Scientists have just made a surprising discovery involving fat and special immune cells that live within it — it turns out that ‘gd T cells’ are the key cogs in the biological wheel that regulates our body heat and protects us against cold shock.
The discovery thus reveals a peculiar and previously unknown aspect of the immune system – as well as driving our response to infection, it also plays a role in regulating our metabolism. In addition, this discovery has put the spotlight on a potential new target for therapies designed to help individuals either lose or gain weight.
There are two quite distinct types of fat — white and brown. The main job of white fat is to store the energy from the food we eat for when we need it. Of course, the more energy we take in without using, the fatter we get. The job of brown fat, contrastingly, is to burn the fat to produce heat in the body. This is particularly important when babies are born as it regulates their temperatures until they develop more white fat, but it’s also important in protecting us from hypothermia.
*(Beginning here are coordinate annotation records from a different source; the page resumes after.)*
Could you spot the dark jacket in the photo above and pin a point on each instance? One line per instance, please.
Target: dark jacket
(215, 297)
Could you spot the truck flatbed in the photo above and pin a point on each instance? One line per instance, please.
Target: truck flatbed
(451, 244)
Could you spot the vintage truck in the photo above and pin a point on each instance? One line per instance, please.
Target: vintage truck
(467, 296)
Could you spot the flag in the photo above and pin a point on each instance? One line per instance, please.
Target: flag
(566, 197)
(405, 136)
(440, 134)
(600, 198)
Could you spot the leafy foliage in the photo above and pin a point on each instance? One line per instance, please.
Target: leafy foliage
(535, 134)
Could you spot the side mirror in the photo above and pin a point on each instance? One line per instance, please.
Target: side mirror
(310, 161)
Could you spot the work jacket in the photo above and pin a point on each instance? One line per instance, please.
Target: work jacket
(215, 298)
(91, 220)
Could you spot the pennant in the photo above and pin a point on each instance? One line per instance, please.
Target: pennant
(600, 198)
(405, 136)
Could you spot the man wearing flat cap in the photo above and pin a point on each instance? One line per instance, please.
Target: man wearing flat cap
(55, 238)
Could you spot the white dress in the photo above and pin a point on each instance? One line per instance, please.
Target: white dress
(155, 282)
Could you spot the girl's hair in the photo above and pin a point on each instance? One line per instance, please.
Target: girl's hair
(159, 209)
Both white and brown fat tissues also have their own immune systems, and scientists are only just beginning to understand how these work. The latest research, led by Associate Professor in Immunology at Trinity College Dublin, Lydia Lynch, adds greatly to this understanding. The findings have just been published in leading international journal Nature Immunology (https://doi.org/10.1038/s41590-018-0094-2).
Gamma delta T cells (gd T cells) are usually found at barrier sites in the body to guard the body from infection, but in the current study the scientists found a special population of them in fat. Unlike other immune cells that traffic in and out of fat, these gd T cells live there all the time, suggesting they play an important role where they are housed.
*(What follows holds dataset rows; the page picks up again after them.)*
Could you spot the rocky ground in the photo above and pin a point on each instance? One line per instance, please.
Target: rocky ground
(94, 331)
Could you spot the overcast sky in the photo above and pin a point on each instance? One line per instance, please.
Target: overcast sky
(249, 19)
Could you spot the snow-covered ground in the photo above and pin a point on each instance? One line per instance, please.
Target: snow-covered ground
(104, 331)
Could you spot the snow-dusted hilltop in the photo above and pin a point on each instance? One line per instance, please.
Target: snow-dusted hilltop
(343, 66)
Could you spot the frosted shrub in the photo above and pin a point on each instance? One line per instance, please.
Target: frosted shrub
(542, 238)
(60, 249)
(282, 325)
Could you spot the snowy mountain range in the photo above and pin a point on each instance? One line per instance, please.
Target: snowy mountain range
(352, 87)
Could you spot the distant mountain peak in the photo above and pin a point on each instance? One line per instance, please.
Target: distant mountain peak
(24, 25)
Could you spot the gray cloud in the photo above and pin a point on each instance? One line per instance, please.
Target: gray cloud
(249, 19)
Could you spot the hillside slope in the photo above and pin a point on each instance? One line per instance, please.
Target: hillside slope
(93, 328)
To find out what they do, the scientists removed them from fat tissue in mice and were surprised to learn that the mice became much colder, even at room temperature. When the mice were moved into cold environments, they were unable to regulate their body temperature and died.
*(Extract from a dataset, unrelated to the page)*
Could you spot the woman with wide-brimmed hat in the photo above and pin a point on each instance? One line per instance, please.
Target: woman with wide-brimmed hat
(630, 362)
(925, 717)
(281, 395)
Professor Lydia Lynch said: “Surprisingly, we found that the immune cells in fat respond to cold temperatures – they play an integral part in regulating thermogenesis by ‘turning on’ the burning of white fat, or by stimulating the conversion of white fat into brown fat, which generates the heat required to keep us warm in the cold. This heat generation happens when the lipids in the white fat are burned up, and, when this occurs, weight loss is the chief side effect.”
“We have essentially identified a special immune cell population that is not only responsible for turning white fat brown, but also for protecting us against the cold. Indeed the main function of these fat-dwelling gd T cells is not to defend against pathogens or cancer, as initially seemed likely, but instead to protect the body from typically non-immune related dangers such as cold.”
This discovery opens the door to a new potential target for therapeutic research – in patients living with obesity, or in those who are experiencing wasting, for example.
For people with obesity, activating the biological pathway and kick-starting the body into burning white fat may induce weight loss, while for those experiencing wasting (often associated with cancer and AIDS), switching off the pathway may induce desirable weight gain.